Por aquel tiempo reinaba en Crimea el khan
Masolaima al-Asvab, el cual tenía un hijo llamado Tolaik Algalla...»
De este modo comenzó a relatar una leyenda antigua -rica
en recuerdos como las que suelen transmitirse en aquella península- un tártaro
pobre y ciego, que se apoyaba en el pardo tronco de un árbol. Algunos tártaros
-con túnicas de color claro y gorras bordadas de oro- estaban sentados en torno
al mendigo sobre las blancas piedras, últimos restos del palacio del khan,
destruido por el tiempo. El sol iba, lentamente, hacia su ocaso, sus purpúreos
rayos despedían chispas de oro a través del follaje que circundaba las ruinas
sobre las piedras cubiertas de hiedra y musgo. Susurraba suavemente la brisa
entre las sombras de los viejos plátanos, como si recorriesen el aire unos
susurrantes arroyos.
La voz del mendigo era apagada y temblorosa. Su faz
parecía de piedra y las pupilas de sus inmóviles ojos nada expresaban; su serena
inmovilidad armonizaba muy bien con el semblante marmóreo. Una tras otras se
iban deslizando las palabras refiriendo hechos, aprendidos de memoria
probablemente, al atento auditorio, y rememorando el panorama conmovedor de
tiempos ya idos.
«El khan era anciano, pero en su harén tenía numerosas
mujeres que lo amaban por su vigor y sus caricias cariñosas y dulces, aunque
apasionadas.

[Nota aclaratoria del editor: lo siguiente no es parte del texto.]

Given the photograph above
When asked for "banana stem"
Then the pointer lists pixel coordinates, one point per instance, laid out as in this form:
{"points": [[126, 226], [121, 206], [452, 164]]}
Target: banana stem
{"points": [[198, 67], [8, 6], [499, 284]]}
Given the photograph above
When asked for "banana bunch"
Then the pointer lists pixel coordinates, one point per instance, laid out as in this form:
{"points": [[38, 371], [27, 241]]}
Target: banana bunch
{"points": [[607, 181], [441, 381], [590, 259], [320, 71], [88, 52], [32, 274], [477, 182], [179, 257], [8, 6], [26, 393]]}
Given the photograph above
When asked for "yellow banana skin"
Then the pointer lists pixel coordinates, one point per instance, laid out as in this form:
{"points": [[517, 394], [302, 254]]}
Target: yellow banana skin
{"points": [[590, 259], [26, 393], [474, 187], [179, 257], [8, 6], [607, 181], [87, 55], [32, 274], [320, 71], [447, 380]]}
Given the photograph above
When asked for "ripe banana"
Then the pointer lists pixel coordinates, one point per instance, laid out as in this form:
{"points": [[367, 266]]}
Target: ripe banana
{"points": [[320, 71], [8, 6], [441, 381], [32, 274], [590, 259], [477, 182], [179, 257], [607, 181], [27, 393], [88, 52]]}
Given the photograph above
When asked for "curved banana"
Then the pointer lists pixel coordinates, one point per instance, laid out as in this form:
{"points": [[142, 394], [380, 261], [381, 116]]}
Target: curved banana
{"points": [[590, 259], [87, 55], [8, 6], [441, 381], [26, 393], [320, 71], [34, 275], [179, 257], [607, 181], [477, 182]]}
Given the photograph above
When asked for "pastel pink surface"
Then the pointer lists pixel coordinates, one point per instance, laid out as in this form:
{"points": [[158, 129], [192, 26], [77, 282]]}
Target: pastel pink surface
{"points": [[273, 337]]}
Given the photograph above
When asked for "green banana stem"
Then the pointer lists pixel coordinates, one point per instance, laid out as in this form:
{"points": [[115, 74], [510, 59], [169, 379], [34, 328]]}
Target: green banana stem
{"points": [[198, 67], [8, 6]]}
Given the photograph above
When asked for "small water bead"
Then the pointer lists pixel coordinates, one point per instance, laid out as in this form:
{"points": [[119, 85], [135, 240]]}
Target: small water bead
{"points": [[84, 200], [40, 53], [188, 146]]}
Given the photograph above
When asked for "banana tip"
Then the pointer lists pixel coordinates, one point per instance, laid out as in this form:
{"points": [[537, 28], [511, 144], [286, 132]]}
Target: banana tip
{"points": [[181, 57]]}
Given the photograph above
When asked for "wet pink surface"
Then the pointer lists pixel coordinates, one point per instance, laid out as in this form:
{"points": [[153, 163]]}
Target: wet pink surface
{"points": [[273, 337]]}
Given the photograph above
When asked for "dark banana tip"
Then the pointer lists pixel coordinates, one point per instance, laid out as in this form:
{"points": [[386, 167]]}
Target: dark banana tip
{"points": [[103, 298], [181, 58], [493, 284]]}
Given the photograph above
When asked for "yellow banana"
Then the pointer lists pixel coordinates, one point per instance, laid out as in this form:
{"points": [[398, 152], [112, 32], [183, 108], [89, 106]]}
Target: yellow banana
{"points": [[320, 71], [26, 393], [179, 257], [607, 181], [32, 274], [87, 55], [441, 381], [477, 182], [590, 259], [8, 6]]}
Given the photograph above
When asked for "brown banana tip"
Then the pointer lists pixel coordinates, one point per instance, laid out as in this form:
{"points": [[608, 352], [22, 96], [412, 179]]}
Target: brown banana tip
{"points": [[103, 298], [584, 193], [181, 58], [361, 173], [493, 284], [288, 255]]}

Las mujeres aman siempre al hombre que es cariñoso, a pesar de que
tenga el cabello blanco y el rostro surcado de arrugas. La belleza está en la
fuerza y en la nobleza; no en una tez lozana, ni en el sonrosado color de las
mejillas -siguió diciendo el ciego.
Todas las mujeres del harén amaban al anciano khan; él, a
su vez, las quería a todas, pero, en especial, amaba a una prisionera, hija de
un cosaco de las estepas del Dniéper. En el harén había más de trescientas
mujeres de diferentes países; todas eran bellas como las flores en primavera;
todas consentidas y mimadas. Por orden del khan les solían preparar manjares
exquisitos en extraordinaria abundancia y les estaba permitido tocar toda una
serie de instrumentos musicales y entregarse al voluptuoso placer de la danza.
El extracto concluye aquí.